One needn’t be a multi-millionaire to buy a PC. eMachines produces a 466 MHz desktop for $399. PeoplePC sells each customer a brand-name computer, on-site service, unlimited Internet access and a home page for $24.95 per-month over three years.
You don’t have $24.95? Visit one of Kinko’s 1,005 stores in all 50 states. They rent Internet-connected PCs for 20 cents-per-minute. Juno.com and NetZero.Com are among many companies that offer free Web access.
As if they weren’t cheap enough, major American corporations are giving away computer technology to the digital have-nots. American Airlines recently announced that it will hand a free computer to each of its 112,000 workers. Ditto for Delta Airlines’ 72,000 staffers.
Ford Motor Company declared last February that it will furnish free, brand-new Hewlett-Packard computers and printers plus $5.00-per-month UUNET web subscriptions to its domestic and overseas employees. Naturally, some systems will go to affluent executives. But many more will enter the modest homes of secretaries, security guards and mail room clerks.
Ford’s plan “is really about developing personal skills and making sure that every one of our employees is connected to the marketplace,” Ford CEO Jac Nasser told PBS. “We feel that, if we can mobilize the hearts and minds and the technical capability of 370,000 people around the world then that has a power that is very difficult to match.”
Microsoft has created 15 Technology Centers in cooperation with the Boys and Girls Clubs of America. It has installed similar facilities at a Washington, D.C. housing project, a San Francisco Latino center and on a New Mexico Navajo Reservation. “In charity, as at work, we ask a lot of our people,” said Microsoft Chairman Bill Gates. “Last year, they delivered incredibly well.” Through corporate grants, individual gifts and matching funds, Microsoft and its employees donated $25 million in cash and $79 million worth of software to the cyber-needy.
US West has provided more than $10 million in used computers to schools and non-profits since 1997. The Denver-based Baby Bell also confers free, year-round technology training through its Widening Our World program. US West has sent 11 teams of University of Northern Colorado students and recent graduates on the road with mobile computer gear. Since 1996, this effort has instructed more than 110,000 people at community centers, housing projects and senior centers across the company’s 14-state region.
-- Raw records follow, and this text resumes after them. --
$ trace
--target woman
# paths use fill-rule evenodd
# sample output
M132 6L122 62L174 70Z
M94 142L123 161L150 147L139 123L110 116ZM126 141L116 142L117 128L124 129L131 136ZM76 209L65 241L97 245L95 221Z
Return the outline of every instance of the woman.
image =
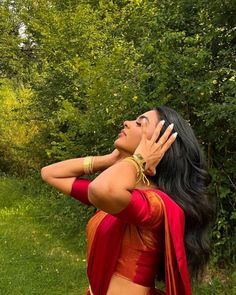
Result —
M177 135L178 134L178 135ZM189 124L161 106L124 129L108 155L42 168L43 180L98 210L87 225L87 295L191 295L209 257L213 208ZM93 181L84 174L103 171ZM190 275L190 276L189 276Z

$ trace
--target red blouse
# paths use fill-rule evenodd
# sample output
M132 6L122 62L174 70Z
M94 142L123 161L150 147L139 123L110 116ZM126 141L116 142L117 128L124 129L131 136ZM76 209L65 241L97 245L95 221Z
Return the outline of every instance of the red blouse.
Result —
M77 178L71 196L86 205L90 180ZM129 212L129 214L126 214ZM103 218L109 213L98 210L89 220L87 232L87 259L93 239ZM155 195L148 198L134 189L131 201L120 213L112 214L126 223L120 255L114 274L146 287L155 286L155 277L162 269L164 251L164 210L163 203ZM110 234L105 232L102 234Z
M71 196L92 205L89 183L77 178ZM129 204L117 214L97 210L87 224L92 292L105 295L114 273L150 287L157 273L165 279L166 295L191 295L184 231L183 209L158 189L132 190ZM150 294L161 292L153 287Z

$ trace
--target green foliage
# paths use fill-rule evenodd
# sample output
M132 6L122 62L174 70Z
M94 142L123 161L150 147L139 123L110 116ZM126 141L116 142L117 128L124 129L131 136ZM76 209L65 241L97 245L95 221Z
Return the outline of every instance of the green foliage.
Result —
M10 79L0 81L0 166L1 170L26 175L34 169L37 154L34 142L40 128L32 113L31 88L14 87Z
M207 156L218 201L214 261L235 262L236 4L17 0L0 7L1 169L30 174L105 154L125 119L169 105Z

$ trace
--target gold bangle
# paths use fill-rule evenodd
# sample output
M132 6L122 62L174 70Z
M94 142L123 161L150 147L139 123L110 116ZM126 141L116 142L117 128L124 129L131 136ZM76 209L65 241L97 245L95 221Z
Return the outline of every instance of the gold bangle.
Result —
M140 155L140 154L134 154L132 156L132 158L134 158L143 169L145 168L146 161L144 160L144 158L143 158L142 155Z
M136 184L142 179L144 183L147 183L147 185L150 185L149 180L147 179L146 175L144 174L144 168L143 168L143 162L140 161L137 157L131 156L126 157L124 160L129 161L134 164L137 172L137 181Z
M89 175L93 173L94 157L85 157L83 161L84 174Z

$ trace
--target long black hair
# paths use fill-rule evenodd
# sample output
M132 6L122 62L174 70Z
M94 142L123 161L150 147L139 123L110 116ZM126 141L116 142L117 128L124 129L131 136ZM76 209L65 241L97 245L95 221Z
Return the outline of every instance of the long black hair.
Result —
M187 121L173 109L155 108L165 120L161 134L174 123L175 142L156 167L150 179L166 192L185 213L185 249L192 279L199 279L210 256L209 229L215 218L215 205L207 194L210 175L206 160Z

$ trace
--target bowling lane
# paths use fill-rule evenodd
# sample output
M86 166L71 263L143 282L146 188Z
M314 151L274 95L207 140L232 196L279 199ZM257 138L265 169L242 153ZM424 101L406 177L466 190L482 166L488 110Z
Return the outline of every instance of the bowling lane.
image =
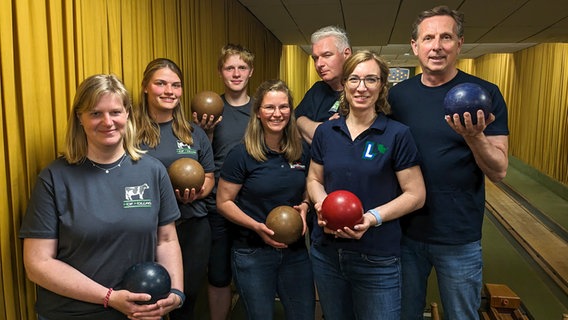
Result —
M568 311L568 296L488 212L483 224L482 245L485 283L509 286L521 298L533 319L562 319L562 313Z
M568 312L568 296L556 287L530 256L523 253L523 249L487 211L482 246L484 283L509 286L521 298L531 319L562 319L562 314ZM443 313L434 272L429 283L427 305L438 302Z
M568 230L568 188L548 177L535 173L534 169L510 157L510 165L504 183L518 192L559 226ZM541 182L540 180L546 180ZM548 183L550 186L544 186ZM554 192L551 192L551 188Z
M520 298L531 319L562 319L568 312L566 296L523 249L486 211L483 223L483 282L505 284ZM429 279L427 308L437 302L443 313L433 272Z

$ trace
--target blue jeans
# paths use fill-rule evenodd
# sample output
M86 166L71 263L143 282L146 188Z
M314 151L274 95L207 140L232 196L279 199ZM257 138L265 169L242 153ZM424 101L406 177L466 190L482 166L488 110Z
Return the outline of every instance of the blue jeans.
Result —
M276 294L286 319L313 320L315 287L307 249L233 248L233 278L248 319L274 317Z
M479 319L481 241L440 245L402 239L402 320L423 319L428 276L436 270L444 319Z
M398 257L319 245L310 255L325 320L400 319Z

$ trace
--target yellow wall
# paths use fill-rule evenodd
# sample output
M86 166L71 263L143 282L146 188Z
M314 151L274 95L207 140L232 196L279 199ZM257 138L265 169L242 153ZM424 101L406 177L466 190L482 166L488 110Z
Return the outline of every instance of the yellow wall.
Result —
M282 46L280 78L288 84L292 91L294 106L297 106L306 91L320 80L311 56L299 46L294 45Z
M568 184L568 44L515 53L509 124L511 154Z
M509 154L568 185L568 44L544 43L473 60L509 110Z

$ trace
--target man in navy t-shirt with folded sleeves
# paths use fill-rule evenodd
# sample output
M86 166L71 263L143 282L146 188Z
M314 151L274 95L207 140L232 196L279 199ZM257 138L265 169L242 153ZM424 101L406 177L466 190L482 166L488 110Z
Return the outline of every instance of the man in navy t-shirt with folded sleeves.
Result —
M339 117L339 97L343 64L351 55L345 30L336 26L323 27L312 34L312 59L321 81L316 82L294 110L302 138L312 143L317 126Z

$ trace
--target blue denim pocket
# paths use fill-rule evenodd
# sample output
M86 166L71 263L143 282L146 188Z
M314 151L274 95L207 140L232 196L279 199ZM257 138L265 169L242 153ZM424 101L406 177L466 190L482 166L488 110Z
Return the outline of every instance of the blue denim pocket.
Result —
M361 258L363 258L363 260L375 264L378 267L386 267L386 266L390 266L392 264L397 263L400 258L398 257L381 257L381 256L375 256L375 255L369 255L369 254L362 254Z

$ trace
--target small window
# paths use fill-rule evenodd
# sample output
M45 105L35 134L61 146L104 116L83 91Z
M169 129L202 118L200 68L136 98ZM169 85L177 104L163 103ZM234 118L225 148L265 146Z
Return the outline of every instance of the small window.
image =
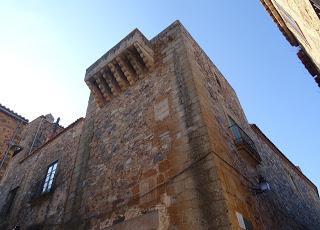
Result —
M48 166L47 175L44 180L41 193L47 193L51 191L54 177L57 171L57 166L58 166L58 161L55 161Z
M233 141L237 149L239 150L239 153L243 155L244 159L248 159L249 162L253 163L255 167L257 162L261 162L261 157L258 153L254 141L245 131L243 131L243 129L240 128L240 126L230 116L229 123L229 129L232 133ZM250 157L247 158L247 156ZM254 159L254 161L252 161L252 158Z
M241 133L240 133L240 127L238 124L229 116L229 128L231 129L232 135L235 138L235 141L238 142L241 140Z
M13 157L23 150L23 148L19 145L13 145L11 148L13 150Z

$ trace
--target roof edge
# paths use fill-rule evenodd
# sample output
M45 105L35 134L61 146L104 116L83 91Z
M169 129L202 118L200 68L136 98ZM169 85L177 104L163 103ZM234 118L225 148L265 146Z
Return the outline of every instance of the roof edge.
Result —
M128 35L126 35L124 38L122 38L116 45L114 45L111 49L109 49L106 53L104 53L98 60L96 60L93 64L91 64L86 69L86 76L89 72L93 71L104 59L106 59L110 54L116 52L121 44L123 44L126 40L129 40L130 38L134 36L140 36L144 42L149 43L149 40L144 36L144 34L138 29L133 29ZM87 77L85 77L85 80L87 80Z
M306 176L303 174L302 171L300 171L295 164L292 163L292 161L289 160L289 158L261 131L261 129L256 125L256 124L250 124L250 127L252 130L261 136L263 139L267 141L267 144L275 150L275 152L280 156L283 160L285 160L289 165L292 167L292 169L300 175L318 194L319 196L319 191L317 186Z
M294 36L294 34L290 31L287 27L286 23L282 19L281 15L279 14L277 8L273 5L271 0L260 0L261 4L264 6L268 14L271 16L273 21L277 24L279 30L283 34L283 36L287 39L287 41L292 46L299 46L299 42Z
M53 136L52 138L50 138L47 142L45 142L43 145L39 146L38 148L36 148L35 150L33 150L31 152L31 154L27 155L26 157L24 157L23 159L20 160L20 163L22 163L24 160L26 160L27 158L29 158L30 156L32 156L34 153L37 153L38 151L40 151L42 148L44 148L45 146L47 146L48 144L50 144L52 141L54 141L55 139L57 139L60 135L62 135L63 133L65 133L66 131L70 130L71 128L73 128L74 126L76 126L78 123L80 123L81 121L84 121L85 118L80 117L77 120L75 120L73 123L71 123L69 126L67 126L66 128L64 128L62 131L60 131L57 135Z
M9 116L21 121L22 123L27 124L29 122L28 119L24 118L23 116L17 114L16 112L14 112L13 110L5 107L4 105L0 104L0 111L8 114Z

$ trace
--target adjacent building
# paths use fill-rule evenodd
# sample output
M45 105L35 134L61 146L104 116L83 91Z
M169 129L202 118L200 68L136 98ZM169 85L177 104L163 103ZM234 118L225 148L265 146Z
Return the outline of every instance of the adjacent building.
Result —
M21 150L21 133L27 124L26 118L0 104L0 180L11 157Z
M180 22L151 40L135 29L85 82L85 118L26 126L0 182L1 229L320 226L316 186L247 121Z
M320 87L320 1L260 1Z

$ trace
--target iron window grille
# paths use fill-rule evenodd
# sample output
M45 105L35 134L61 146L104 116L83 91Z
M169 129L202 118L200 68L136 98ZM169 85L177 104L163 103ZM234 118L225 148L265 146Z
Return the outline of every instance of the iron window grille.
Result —
M261 158L253 140L232 118L229 117L229 120L231 123L229 129L232 132L235 145L239 148L245 146L249 150L251 156L260 162Z

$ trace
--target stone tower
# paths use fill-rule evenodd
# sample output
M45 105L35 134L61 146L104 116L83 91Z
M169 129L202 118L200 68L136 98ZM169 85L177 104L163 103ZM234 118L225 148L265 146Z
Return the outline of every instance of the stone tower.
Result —
M303 209L293 200L304 198L288 196L292 188L281 185L294 178L319 214L317 188L248 123L232 87L179 22L150 41L134 30L87 69L85 81L92 96L82 138L91 147L79 152L85 187L77 187L72 212L90 219L89 226L303 229L319 223L316 215L289 218L278 211L287 203ZM259 178L273 189L256 194ZM277 209L270 212L271 206Z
Visa launched an Internet-based program called “Practical Money Skills. For Life.” on May 2. It is donating computers and Internet access to poor high schools and collaborating with some 12,000 other campuses already on-line. “People should learn how to manage their finances before they leave high school or get their first ‘real job,’ ” said Senior Vice-President Kelly Presta. Visa’s joint website with Edgate.com will include “lessons for teachers, information for students and background for parents to help their children with these issues.”
Bill Clinton arrives in cyberspace as a Johnny-come-needlessly. Beyond computers, Clinton’s fellow politicians — and corporate leaders — must address the simple skills required to handle data systems. “Before we start talking about plunking $2 billion for Internet connectivity for inner-cities and redneck school districts, we better worry about the fact that the failure of basic education does not go well with the computer-based, highly unforgiving environment of the Internet,” says Tom Lipscomb, President of the Manhattan-based Center for the Digital Future. “If you can’t spell, you can’t URL.”